Things happen in war that any writer would hesitate to invent. Take the career of Lewis Hodges. He was 21 in 1940 when his Hampden bomber raided Stettin, was damaged, and he made a forced-landing in Brittany. He and his gunner then walked across France to Marseilles, got arrested and jailed. Hodges escaped, stowed away on a cargo boat to Oran, Algeria, got arrested and was returned to Marseilles, where he escaped yet again, having used a potato to create official-looking stamps on a pass. He travelled by train and taxi to the Pyrenees and into Spain. This time customs officers arrested him. He spent five weeks in a prison camp before the British Embassy secured his release and he went via Gibraltar to Britain and rejoined his squadron. He'd been on the run for eight months. Asked what he'd missed most, he said: 'My pyjamas.' Thereafter, when flying on ops he always wore them under his uniform.
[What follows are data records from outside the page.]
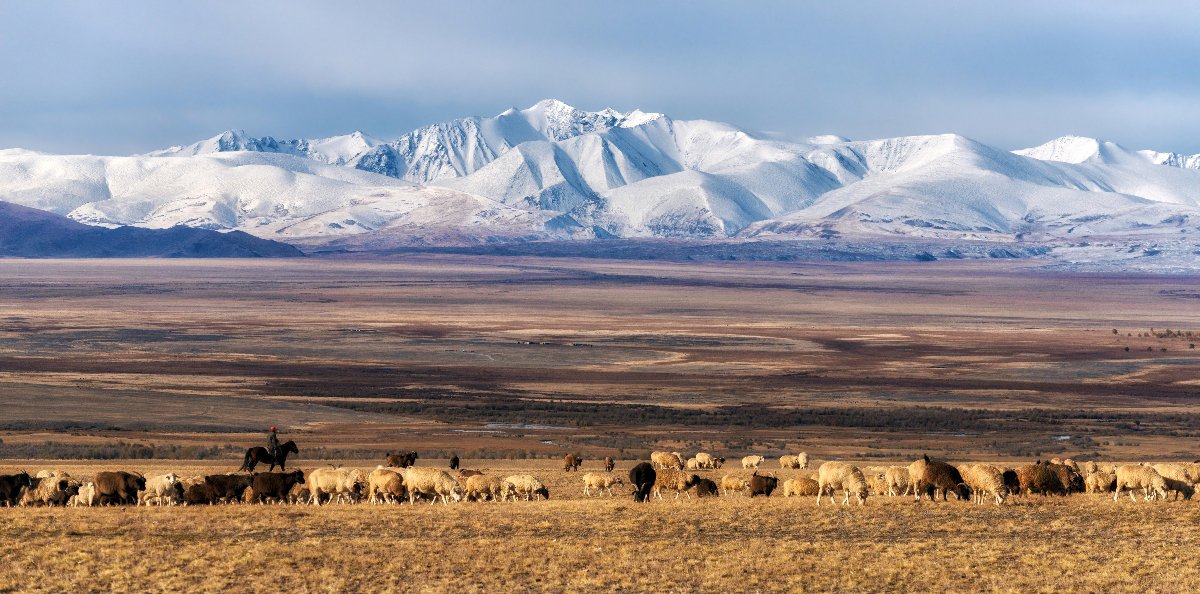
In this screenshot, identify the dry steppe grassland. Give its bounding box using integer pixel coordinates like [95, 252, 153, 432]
[0, 256, 1200, 592]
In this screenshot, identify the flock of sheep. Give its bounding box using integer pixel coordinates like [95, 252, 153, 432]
[638, 451, 1200, 505]
[0, 451, 1200, 506]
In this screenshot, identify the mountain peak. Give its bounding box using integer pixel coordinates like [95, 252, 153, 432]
[1013, 134, 1108, 163]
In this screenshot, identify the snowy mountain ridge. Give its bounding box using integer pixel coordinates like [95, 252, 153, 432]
[0, 100, 1200, 267]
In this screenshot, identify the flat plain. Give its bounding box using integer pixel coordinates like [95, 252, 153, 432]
[0, 256, 1200, 592]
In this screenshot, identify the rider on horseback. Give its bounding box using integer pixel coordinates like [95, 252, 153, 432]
[266, 425, 280, 460]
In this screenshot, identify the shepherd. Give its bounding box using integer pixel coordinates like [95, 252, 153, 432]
[239, 427, 300, 473]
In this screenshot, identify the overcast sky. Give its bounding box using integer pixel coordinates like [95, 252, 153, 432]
[0, 0, 1200, 154]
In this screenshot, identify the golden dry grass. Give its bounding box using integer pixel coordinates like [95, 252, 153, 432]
[0, 461, 1200, 592]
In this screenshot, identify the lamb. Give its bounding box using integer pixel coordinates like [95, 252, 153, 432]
[1016, 460, 1067, 496]
[1050, 463, 1084, 494]
[1151, 462, 1200, 485]
[305, 468, 362, 505]
[504, 474, 550, 502]
[908, 456, 971, 502]
[653, 468, 700, 499]
[960, 464, 1008, 505]
[650, 451, 684, 470]
[67, 481, 96, 508]
[367, 466, 408, 504]
[583, 473, 625, 497]
[464, 474, 504, 502]
[784, 476, 820, 497]
[1112, 464, 1166, 502]
[742, 456, 767, 470]
[138, 473, 182, 505]
[402, 467, 463, 505]
[1084, 470, 1117, 493]
[779, 454, 809, 469]
[883, 466, 912, 497]
[721, 474, 750, 496]
[859, 467, 888, 496]
[817, 462, 868, 505]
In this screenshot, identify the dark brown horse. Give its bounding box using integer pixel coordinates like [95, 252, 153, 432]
[238, 439, 300, 472]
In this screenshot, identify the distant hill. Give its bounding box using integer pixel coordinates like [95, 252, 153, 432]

He flew many ops.
A long spell of night raids on Germany earned him a place in a squadron supporting SOE operations in Europe, flying Halifax bombers that dropped supplies and agents to resistance groups. It was a lonely and dangerous task, calling for a calm temperament and superb navigational skills. By 1943 (when he was 24) he commanded the squadron, now flying Lysanders and Hudsons, small enough to land in fields. He flew SOE ops until 1944 and then went to the Far East, where he commanded a special duties squadron, using Lysanders, Dakotas and long-range Liberators to support resistance groups in Burma, Thailand and Malaya. These sorties lasted up to 20 hours, often in monsoon conditions. He ended the war with a double DSO and a double DFC .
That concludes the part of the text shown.